If you couldn't tell, my posts vary wildly in mood depending which nap you catch me after. Right now I am feeling euphoric. I just nursed Lucy to sleep, popped her off, managed to get up out of bed, and keep her asleep after only 30 minutes in the dark.
I am obviously a genius, and have perfectly executed my Sleep Plan.
(Hopefully I will finish this post before she wakes up in ten minutes and foils my plan to watch The Office tonight.)
Today was a day of little nap success and some friend encouragement. Luckily, friends are super great and actually make up for a day of crappy naps.
Lucy is smarter than I want her to be. I think she realized very quickly I was out to Change Her Patterns. And she decided (also quickly) to Resist My Efforts.
Thus when I wasn't trying to pop her off every time, she would also do so on her own. And when I wasn't trying to get her to sleep quickly, she would.
When I started trying, all hell broke loose.
Last night I nursed her in the dark for 2 hours whil I was awake, and 2 hours while I was asleep.
That is a lot of hours! And when I woke up at midnight (after 4 hours of near-continuous nursing) she was still latched on, going strong! And I had been in bed 5-6 hours during the day for similarly unsuccessful naps! That is why my post was so unwitty last night. She had nursed the wit right out of me.
Luckily my hack mom friend, Melissa, lives within walking distance, so after 4 more unsuccessful naps today, I walked over there and she bucked me up like a good little camper.
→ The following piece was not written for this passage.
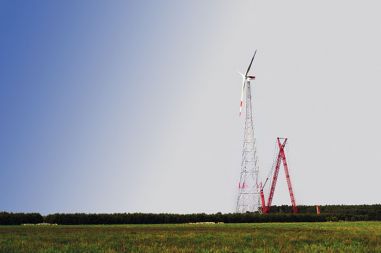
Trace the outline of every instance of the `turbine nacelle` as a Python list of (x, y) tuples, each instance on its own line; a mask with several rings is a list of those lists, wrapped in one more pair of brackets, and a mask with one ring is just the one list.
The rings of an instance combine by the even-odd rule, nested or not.
[(238, 72), (242, 76), (242, 79), (243, 79), (242, 80), (242, 90), (241, 90), (241, 101), (239, 103), (239, 115), (240, 116), (241, 116), (242, 108), (243, 108), (243, 94), (245, 92), (246, 82), (251, 81), (251, 80), (255, 80), (255, 76), (249, 76), (248, 74), (249, 74), (251, 65), (253, 64), (254, 57), (255, 57), (256, 53), (257, 53), (257, 50), (255, 50), (254, 55), (251, 58), (251, 61), (250, 61), (249, 67), (246, 70), (246, 73), (242, 74), (242, 73)]

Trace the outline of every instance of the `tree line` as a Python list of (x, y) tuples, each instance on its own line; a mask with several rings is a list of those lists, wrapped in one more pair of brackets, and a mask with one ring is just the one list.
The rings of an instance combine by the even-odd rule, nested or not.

She reminded me that I don't have to do everything obsessively. Like spending all day and all evening in bed instead of enjoying my husband's company.
I know this, in my head, but I kept thinking, if I just stayed in bed ten more minutes, this will work. (ten minutes passes...no change for the better) Sigh. But ten minutes more certainly would change things...
Motherhood is like that. You think just a little more effort--just that one extra bit--would have made all the difference. And if you don't give that extra effort, and it doesn't work, you beat yourself up. Geez, Heather, if you'd just stood on your head for another half hour, she would be dressing herself by now!
The great news? This post is finished, and my daughter is still asleep. And The Office starts in twenty minutes.
Darn it. I think I hear baby noises.